Users also need a humane path after device loss or disability.
Selective disclosure
Selective disclosure reveals only required claims.
Instead of sharing a full birth date, a user may prove “over 18.” Instead of sharing a home address, they may prove residency in a region.
Technical support varies, and metadata can still enable correlation. The verifier should request the minimum claim.
Pseudonymous identity
Some communities benefit from stable pseudonyms without public legal names.
Pseudonyms can build reputation and accountability while protecting people from harassment or political risk. Platforms may maintain private enforcement mechanisms without displaying civil identity broadly.
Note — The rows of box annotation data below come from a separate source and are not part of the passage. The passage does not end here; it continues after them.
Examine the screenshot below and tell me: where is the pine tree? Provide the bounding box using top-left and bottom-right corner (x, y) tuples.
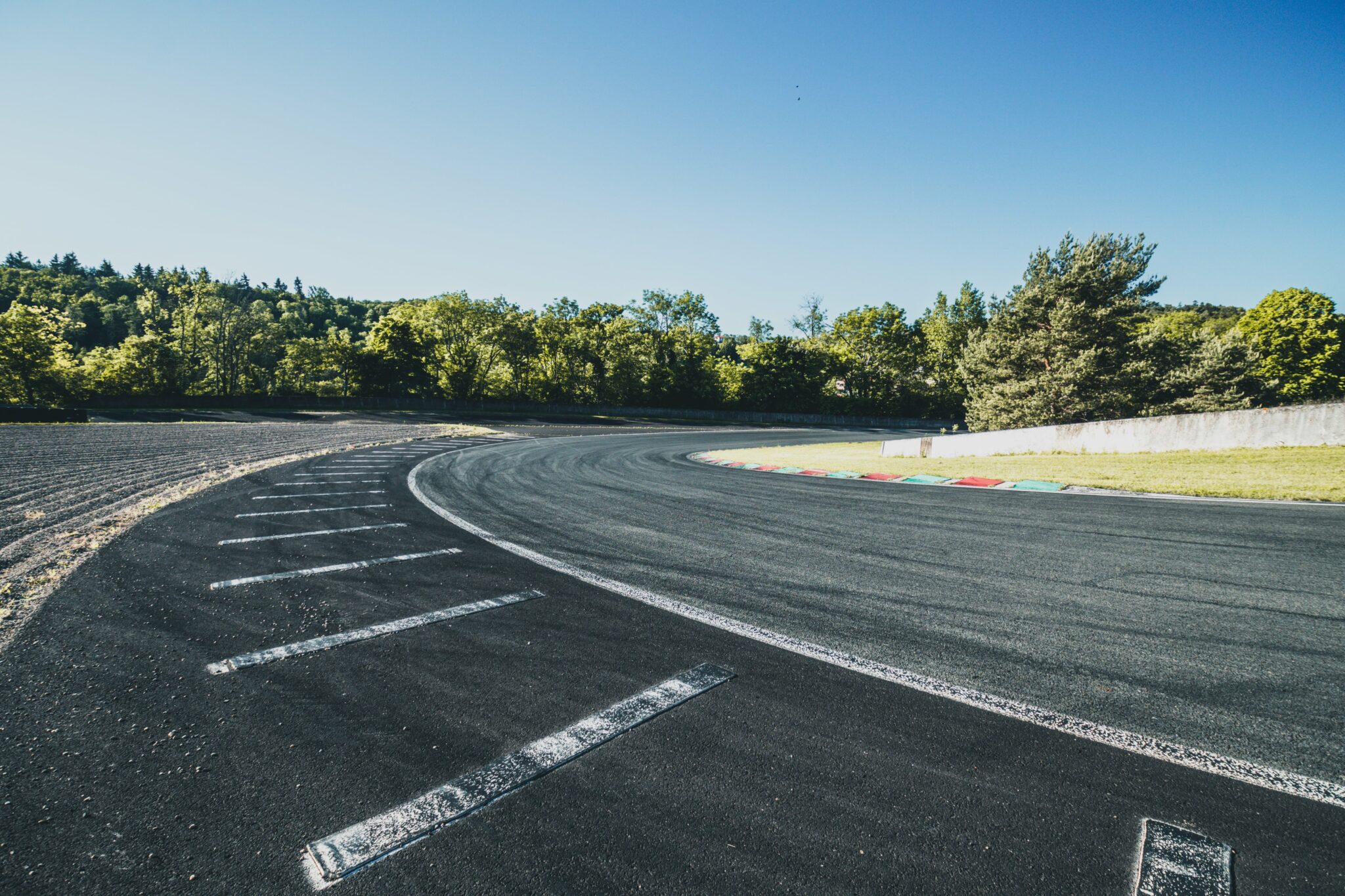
(959, 234), (1164, 430)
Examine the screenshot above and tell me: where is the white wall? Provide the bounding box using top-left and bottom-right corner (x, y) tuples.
(882, 403), (1345, 457)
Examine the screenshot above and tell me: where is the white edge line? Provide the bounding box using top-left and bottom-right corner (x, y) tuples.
(406, 458), (1345, 809)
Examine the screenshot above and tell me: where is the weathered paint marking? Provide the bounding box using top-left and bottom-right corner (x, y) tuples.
(1136, 818), (1233, 896)
(206, 589), (546, 675)
(304, 664), (733, 883)
(215, 523), (406, 544)
(234, 503), (393, 520)
(253, 489), (387, 501)
(209, 548), (463, 591)
(295, 470), (372, 485)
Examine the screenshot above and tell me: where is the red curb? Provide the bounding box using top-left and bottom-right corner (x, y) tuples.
(948, 475), (1003, 488)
Real-name policies can exclude or endanger users.
Identity linking
Linking accounts across devices and services can improve recovery or fraud detection, but it also creates surveillance and mistaken merges.
Require a defined purpose, confidence, correction process, and separation of unrelated contexts. A shared household device should not cause two people to become one profile.
Reputation
Ratings, history, and trust signals become part of platform identity.
They can be manipulated, biased, or difficult to transfer. Explain important reputation effects, allow correction, detect coordinated abuse, and avoid permanent penalties from old context.
Lifecycle
Identity lifecycle includes:
- creation,
- verification,
- attribute changes,
- credential rotation,
- suspension,
- recovery,
- delegation,
- deactivation,
- and deletion.
Automate deprovisioning and reconcile identity sources so stale accounts do not retain access.
Delegation
People sometimes need another person or service to act for them:
- caregiver,
- accountant,
- parent,
- assistant,
- or software agent.
Do not solve this by sharing a password. Create scoped delegation that states the actor, permitted resources, allowed actions, duration, and revocation.
Show the principal what was done on their behalf and require stronger approval for high-consequence changes. Delegation should survive ordinary device replacement but end promptly when a relationship changes.
Knowledge check
- How do identifiers and attributes differ?
- Why are authentication and authorization separate?
- What tradeoffs accompany stronger identity proofing?
- How does selective disclosure improve privacy?
- Why is recovery part of the security model?
The one idea to remember
Digital identity is a system of scoped identifiers, claims, credentials, trust, and control. Good designs match assurance to consequence, minimize disclosure, separate authentication from authorization, support secure recovery, and give people meaningful correction and lifecycle rights.